The multitude of existing documents—UN Security Council resolutions and various conventions and declarations adopted by the UN General Assembly and its special bodies, by the Council of Europe, by the Organization of American States, by the League of Arab States, by many national parliaments and by a number of international conferences—falls short. We must develop a comprehensive document, a charter, for the war on terrorism. One prominent expert on international law, G.I. Morozov, correctly asserts that terrorism must not be viewed as a political crime. It is by its very nature a criminal act. Morozov insists that national laws on statutes of limitations or on the right of nonextradition do not apply to terrorist crimes. Any charter on terrorism must make issues like this clear.

That such a charter will sooner or later be signed seems a certainty. We do not need to specify exact contents—a task requiring international consultation and negotiation—to be able to anticipate several of the measures it would provide.

Nations that sign the charter would make a binding agreement not to permit within their borders any group or organization that advocates terrorism to achieve its goals, regardless of how noble or desirable those goals might seem. Any signatory to the charter would undertake strict financial oversight of terrorist groups, as well as measures to prohibit the transport of weapons, ammunition or troops by them. The charter could include any number of additional requirements or provisions for nations that agree to take an uncompromising line against terrorism.

I would like to emphasize that it is the responsibility of all states that sign the charter to turn over terrorists that seek a haven within their borders, at the request of any other signatory and with sufficient and appropriate documented evidence.

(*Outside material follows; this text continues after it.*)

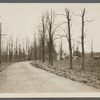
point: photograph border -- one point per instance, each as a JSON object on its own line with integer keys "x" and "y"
{"x": 91, "y": 96}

Extradition of accused terrorists is essential in the war on terrorism: Criminals should not be able to count on shelter from any state. No matter where they are, they should find no quarter.

At present there are many states that do not share extradition agreements, a situation that often interferes with efforts to bring criminals to justice.

Changing extradition laws and legislation on a national level is a long and arduous process. These obstacles would melt away with a charter on terrorism.

The global community must agree to reevaluate many previously accepted beliefs about ensuring nations’ security and that of their allies. They must take part in establishing and maintaining regional and global stability.

Essential to this is finding reliable means of combating international terrorism in all its new forms.

The war on terrorism will not be effective unless all forces for good in the world join together in this common goal—and this includes the world’s one billion Muslims.